PRIMARY JOB RESPONSIBILITIES
- Designs, deploys, and maintains cloud infrastructure using Kubernetes and Terraform, ensuring scalability, reliability, and performance.
- Collaborates with development teams to implement CI/CD pipelines and automate deployment processes.
- Monitors system performance, troubleshoots issues, and implements solutions to optimize performance and ensure uptime.
- Develops and maintains monitoring and alerting systems using observability tools such as DataDog.
- Implements and manages microservices architectures, ensuring seamless communication and scalability.
- Troubleshoots and resolves issues related to infrastructure, deployments, and performance, ensuring high availability and reliability of our systems.
- Stays updated on emerging technologies and industry trends and incorporate them into our infrastructure and practices where applicable.
- Participates in on-call rotation to address issues and incidents during weekdays, ensuring system reliability and availability.
- Collaborates closely with all other members of the team to take shared responsibility for the overall efforts that the team has committed to for each sprint.
- Establishes and maintains positive working relationships with other members of the organization across departments, divisions, and locations.
- Maintains the confidentiality of proprietary and sensitive information, exercising sound judgment and discretion in any disclosure of information related to EM and its endeavors.
- Upholds the values of Engle Martin and Our Foundation.
REQUIRED EDUCATION & EXPERIENCE
- Bachelor’s degree in computer science, engineering, or a related field, or equivalent work experience
- At least 3-5 years of experience in a DevOps role required with experience as a Site Reliability Engineering preferred
- Prior experience with cloud platforms such as AWS, Azure, or Google Cloud Platform (GCP)
- Prior experience with observability and monitoring platforms such as DataDog, Dynatrace or Splunk
- Certification in relevant cloud technologies preferred (e.g., AWS Certified DevOps Engineer, Certified Kubernetes Administrator)
- Prior experience with Azure AKS preferred
- Experience with other DevOps tools and technologies such as Azure DevOps, Jenkins, GitLab CI/CD, etc. preferred
DESIRED KNOWLEDGE, SKILLS & ABILITIES
- Strong proficiency in Kubernetes and Terraform for managing and deploying infrastructure
- Solid understanding of microservices architecture and experience in deploying and managing microservices-based systems
- Proficiency in scripting languages such as Python, Shell, or Bash for automation tasks
- Familiarity with Agile methodologies and practices
- Knowledge of security best practices for cloud environments
- Excellent problem-solving skills and ability to troubleshoot complex issues in distributed systems
- Strong communication and collaboration skills, with the ability to work effectively across teams in a fast-paced, agile environment
- Willingness to participate in an on-call rotation to address issues during weekdays
- Commitment to professional and personal growth and development
WORKING CONDITIONS
Work is conducted primarily in an indoor office environment with protection from weather conditions and with exposure to noise typical of an office or administrative setting.

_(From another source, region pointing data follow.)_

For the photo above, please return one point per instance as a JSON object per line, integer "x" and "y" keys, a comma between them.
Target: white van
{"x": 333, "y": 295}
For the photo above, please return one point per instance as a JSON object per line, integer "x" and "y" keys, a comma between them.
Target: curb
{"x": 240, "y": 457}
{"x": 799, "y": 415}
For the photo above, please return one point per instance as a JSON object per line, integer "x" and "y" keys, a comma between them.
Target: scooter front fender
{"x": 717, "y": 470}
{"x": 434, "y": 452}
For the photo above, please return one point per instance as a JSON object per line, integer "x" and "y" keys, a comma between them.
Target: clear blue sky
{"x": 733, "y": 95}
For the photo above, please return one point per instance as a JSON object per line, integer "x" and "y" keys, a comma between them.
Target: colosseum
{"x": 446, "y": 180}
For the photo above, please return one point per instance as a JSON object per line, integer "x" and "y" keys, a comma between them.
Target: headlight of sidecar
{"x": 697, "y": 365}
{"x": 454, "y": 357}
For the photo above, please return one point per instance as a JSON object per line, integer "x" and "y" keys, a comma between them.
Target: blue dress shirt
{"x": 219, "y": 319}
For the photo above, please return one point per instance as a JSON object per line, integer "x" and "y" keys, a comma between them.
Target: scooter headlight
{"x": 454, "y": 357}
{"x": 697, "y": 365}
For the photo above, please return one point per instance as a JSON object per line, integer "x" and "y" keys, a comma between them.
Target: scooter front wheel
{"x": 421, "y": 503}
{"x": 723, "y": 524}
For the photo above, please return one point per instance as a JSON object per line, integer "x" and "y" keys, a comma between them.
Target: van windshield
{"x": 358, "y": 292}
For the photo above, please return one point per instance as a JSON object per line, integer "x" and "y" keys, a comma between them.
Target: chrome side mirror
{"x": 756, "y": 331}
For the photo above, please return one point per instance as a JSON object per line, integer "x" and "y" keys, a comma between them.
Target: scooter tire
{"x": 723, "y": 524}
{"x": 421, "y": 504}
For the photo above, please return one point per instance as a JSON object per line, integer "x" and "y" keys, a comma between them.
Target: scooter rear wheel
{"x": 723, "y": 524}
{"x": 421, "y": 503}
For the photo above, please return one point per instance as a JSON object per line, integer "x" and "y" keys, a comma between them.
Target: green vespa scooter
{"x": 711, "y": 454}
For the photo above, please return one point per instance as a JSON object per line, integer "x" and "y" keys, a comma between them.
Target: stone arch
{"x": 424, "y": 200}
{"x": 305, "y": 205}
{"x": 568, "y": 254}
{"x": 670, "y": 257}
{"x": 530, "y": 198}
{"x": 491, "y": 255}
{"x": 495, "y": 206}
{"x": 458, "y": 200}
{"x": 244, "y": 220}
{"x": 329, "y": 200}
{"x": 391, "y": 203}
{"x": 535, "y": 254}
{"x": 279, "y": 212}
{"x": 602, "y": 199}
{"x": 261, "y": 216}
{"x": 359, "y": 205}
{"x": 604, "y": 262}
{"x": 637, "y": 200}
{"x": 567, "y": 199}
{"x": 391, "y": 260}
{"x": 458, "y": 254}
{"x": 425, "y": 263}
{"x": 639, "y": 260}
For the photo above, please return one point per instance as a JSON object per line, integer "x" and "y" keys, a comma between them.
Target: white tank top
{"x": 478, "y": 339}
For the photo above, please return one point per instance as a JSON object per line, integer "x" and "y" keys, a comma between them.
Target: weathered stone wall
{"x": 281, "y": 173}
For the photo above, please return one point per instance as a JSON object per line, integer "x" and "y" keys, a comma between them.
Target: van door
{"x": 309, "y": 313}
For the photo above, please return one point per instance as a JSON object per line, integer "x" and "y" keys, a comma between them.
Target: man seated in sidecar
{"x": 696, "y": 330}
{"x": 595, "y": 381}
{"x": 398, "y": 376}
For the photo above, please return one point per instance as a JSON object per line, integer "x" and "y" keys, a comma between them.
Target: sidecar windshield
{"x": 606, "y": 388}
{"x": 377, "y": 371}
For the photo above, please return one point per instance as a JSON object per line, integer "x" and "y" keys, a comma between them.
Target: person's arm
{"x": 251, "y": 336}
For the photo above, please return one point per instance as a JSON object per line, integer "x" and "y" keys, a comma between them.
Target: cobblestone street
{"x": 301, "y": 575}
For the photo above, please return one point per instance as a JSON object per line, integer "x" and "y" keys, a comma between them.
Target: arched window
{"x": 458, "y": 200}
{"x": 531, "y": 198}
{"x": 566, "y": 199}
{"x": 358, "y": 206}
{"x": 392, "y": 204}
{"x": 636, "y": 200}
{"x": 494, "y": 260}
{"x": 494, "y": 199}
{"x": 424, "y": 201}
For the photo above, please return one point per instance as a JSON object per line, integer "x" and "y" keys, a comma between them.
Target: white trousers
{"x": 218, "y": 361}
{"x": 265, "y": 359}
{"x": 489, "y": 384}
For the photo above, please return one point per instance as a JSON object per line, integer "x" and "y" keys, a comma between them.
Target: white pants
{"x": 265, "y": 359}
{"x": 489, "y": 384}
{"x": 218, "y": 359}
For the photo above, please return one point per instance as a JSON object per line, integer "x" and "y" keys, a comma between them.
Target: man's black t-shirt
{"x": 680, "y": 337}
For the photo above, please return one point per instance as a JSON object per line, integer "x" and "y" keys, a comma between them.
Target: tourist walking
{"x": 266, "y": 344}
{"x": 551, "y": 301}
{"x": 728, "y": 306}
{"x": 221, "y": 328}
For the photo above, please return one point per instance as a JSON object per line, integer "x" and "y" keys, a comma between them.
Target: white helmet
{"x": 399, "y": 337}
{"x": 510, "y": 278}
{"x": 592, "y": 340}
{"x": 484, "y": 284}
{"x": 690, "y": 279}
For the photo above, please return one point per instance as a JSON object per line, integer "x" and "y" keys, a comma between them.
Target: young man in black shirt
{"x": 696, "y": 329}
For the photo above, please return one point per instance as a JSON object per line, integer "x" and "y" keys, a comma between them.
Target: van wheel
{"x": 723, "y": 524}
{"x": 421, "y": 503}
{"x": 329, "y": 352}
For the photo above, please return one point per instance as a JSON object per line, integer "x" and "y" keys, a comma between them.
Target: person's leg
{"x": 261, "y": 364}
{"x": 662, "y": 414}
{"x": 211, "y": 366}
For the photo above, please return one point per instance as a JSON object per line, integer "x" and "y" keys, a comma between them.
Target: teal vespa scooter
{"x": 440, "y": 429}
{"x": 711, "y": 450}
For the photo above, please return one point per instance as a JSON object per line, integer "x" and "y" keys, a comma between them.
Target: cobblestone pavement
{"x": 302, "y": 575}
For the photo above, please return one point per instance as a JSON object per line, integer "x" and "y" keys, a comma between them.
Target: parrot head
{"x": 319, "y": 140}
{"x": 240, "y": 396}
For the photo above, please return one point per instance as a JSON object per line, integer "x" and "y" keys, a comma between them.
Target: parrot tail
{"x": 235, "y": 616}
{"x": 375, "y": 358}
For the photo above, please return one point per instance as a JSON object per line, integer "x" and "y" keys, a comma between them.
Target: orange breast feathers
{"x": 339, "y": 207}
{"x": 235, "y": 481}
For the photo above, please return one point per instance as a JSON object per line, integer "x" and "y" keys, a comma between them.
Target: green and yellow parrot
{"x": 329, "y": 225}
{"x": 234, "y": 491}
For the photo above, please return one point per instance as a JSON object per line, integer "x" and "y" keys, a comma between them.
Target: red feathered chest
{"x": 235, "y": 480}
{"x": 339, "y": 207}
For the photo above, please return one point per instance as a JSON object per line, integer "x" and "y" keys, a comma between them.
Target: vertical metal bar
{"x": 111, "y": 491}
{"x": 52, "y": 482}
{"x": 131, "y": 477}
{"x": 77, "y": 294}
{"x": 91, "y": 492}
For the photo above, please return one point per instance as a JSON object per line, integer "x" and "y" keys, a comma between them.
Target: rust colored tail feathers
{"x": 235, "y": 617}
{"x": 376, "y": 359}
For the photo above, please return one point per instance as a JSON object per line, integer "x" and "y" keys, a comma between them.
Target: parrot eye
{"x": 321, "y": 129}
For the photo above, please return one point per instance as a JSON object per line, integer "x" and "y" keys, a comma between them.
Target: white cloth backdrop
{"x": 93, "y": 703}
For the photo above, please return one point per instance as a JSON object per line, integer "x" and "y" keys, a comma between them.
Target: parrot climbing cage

PHYSICAL ACTIVITIES AND REQUIREMENTS
Lifting and carrying up to 20 lbs.; Frequent sitting, standing, walking, and bending; occasional kneeling, reaching, and stooping; handling office equipment; periodic driving may be required; visual acuity to prepare, read, and organize detailed hard copy and electronic documents; ability to speak and to hear the spoken word in normal face-to-face, web-based, and telephonic business communications. Willingness to travel in a work capacity, including occasional evening, overnight, and weekend hours. Willingness to accommodate occasional meetings and work activities that may be scheduled after normal daytime business hours.